Jak długo komendantem obozu był Chmielewski, tj. do maja 1942 r., sprawy te były mocno zakonspirowane, bo tropił on tego rodzaju przestępstwa i strasznie karał. Niejeden raz stali pod bramą “panowie” i “panie”. W roku 1941 dwie doby stały pod drutami dwie grupy, w pewnych od siebie odstępach. W jednej grupie panowie kapowie i blokowi, w drugiej grupie młodzi chłopcy, dobrze odżywieni, ładnie ubrani, przystojni.
Chmielewski szczególnie mocno karał “panów”. Wieszano ich na dwie, trzy godziny za ręce, bito i posyłano do karnej kompanii. Gdy w 1942 r. wybudowano puf i sprowadzono prostytutki, “panowie” chodzili do puf u, ale to wcale nie przeszkadzało im mieć swojego “chłopczyka” na bloku, bo do pufu mógł iść raz na jakiś czas, a chłopaka miał zawsze. Kto był lepiej sytuowany, to miał dwóch albo i trzech. Zagadnienie pederastii przybrało na sile w okresie pączkowym. Przybyło wielu prominentów pączkowych, więc ci również zaczęli szukać dla siebie rozrywki.

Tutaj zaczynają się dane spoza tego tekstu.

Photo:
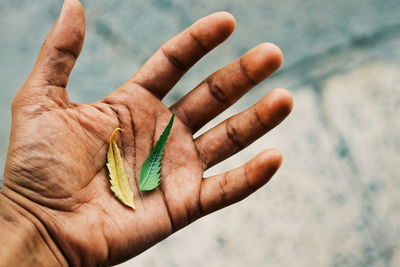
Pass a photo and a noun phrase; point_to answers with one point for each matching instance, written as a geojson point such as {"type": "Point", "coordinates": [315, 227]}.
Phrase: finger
{"type": "Point", "coordinates": [228, 188]}
{"type": "Point", "coordinates": [239, 131]}
{"type": "Point", "coordinates": [163, 70]}
{"type": "Point", "coordinates": [226, 86]}
{"type": "Point", "coordinates": [59, 52]}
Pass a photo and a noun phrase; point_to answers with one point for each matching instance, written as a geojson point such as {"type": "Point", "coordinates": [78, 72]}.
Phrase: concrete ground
{"type": "Point", "coordinates": [336, 200]}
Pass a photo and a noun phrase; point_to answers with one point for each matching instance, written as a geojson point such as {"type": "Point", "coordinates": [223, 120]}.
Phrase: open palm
{"type": "Point", "coordinates": [55, 167]}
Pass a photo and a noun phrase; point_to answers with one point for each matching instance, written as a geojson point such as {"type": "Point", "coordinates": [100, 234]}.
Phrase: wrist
{"type": "Point", "coordinates": [23, 240]}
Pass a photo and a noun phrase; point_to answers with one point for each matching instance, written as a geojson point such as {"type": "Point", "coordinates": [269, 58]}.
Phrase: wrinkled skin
{"type": "Point", "coordinates": [55, 167]}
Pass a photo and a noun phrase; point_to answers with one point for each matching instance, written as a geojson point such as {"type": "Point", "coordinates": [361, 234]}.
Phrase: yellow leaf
{"type": "Point", "coordinates": [118, 178]}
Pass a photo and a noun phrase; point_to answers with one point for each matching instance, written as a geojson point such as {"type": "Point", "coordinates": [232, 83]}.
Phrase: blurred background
{"type": "Point", "coordinates": [336, 200]}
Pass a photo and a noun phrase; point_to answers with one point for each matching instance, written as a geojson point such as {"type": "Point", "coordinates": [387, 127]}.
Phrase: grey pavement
{"type": "Point", "coordinates": [336, 200]}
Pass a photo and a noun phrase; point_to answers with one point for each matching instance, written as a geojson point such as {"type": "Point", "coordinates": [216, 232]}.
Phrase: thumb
{"type": "Point", "coordinates": [59, 53]}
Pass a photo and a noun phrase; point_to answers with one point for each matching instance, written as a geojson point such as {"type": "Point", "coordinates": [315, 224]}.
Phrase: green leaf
{"type": "Point", "coordinates": [150, 174]}
{"type": "Point", "coordinates": [118, 178]}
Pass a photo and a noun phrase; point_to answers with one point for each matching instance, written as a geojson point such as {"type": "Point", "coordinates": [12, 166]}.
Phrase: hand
{"type": "Point", "coordinates": [55, 167]}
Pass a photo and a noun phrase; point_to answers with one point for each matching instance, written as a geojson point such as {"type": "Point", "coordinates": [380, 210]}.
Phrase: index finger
{"type": "Point", "coordinates": [171, 61]}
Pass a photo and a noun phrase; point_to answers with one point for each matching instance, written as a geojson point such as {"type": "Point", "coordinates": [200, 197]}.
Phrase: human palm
{"type": "Point", "coordinates": [56, 170]}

Wielu było takich, którym “wstydliwość i poczucie godności” nie pozwalały chodzić do pufu, ale to nie przeszkadzało im mieć “swojego chłopca”, którego “bezinteresownie” żywili. Ponieważ w obozie było ciemno i ludzie spali po dwóch w jednym łóżku, dawało to dodatkowe możliwości odpowiedniego dobierania się mężczyzn.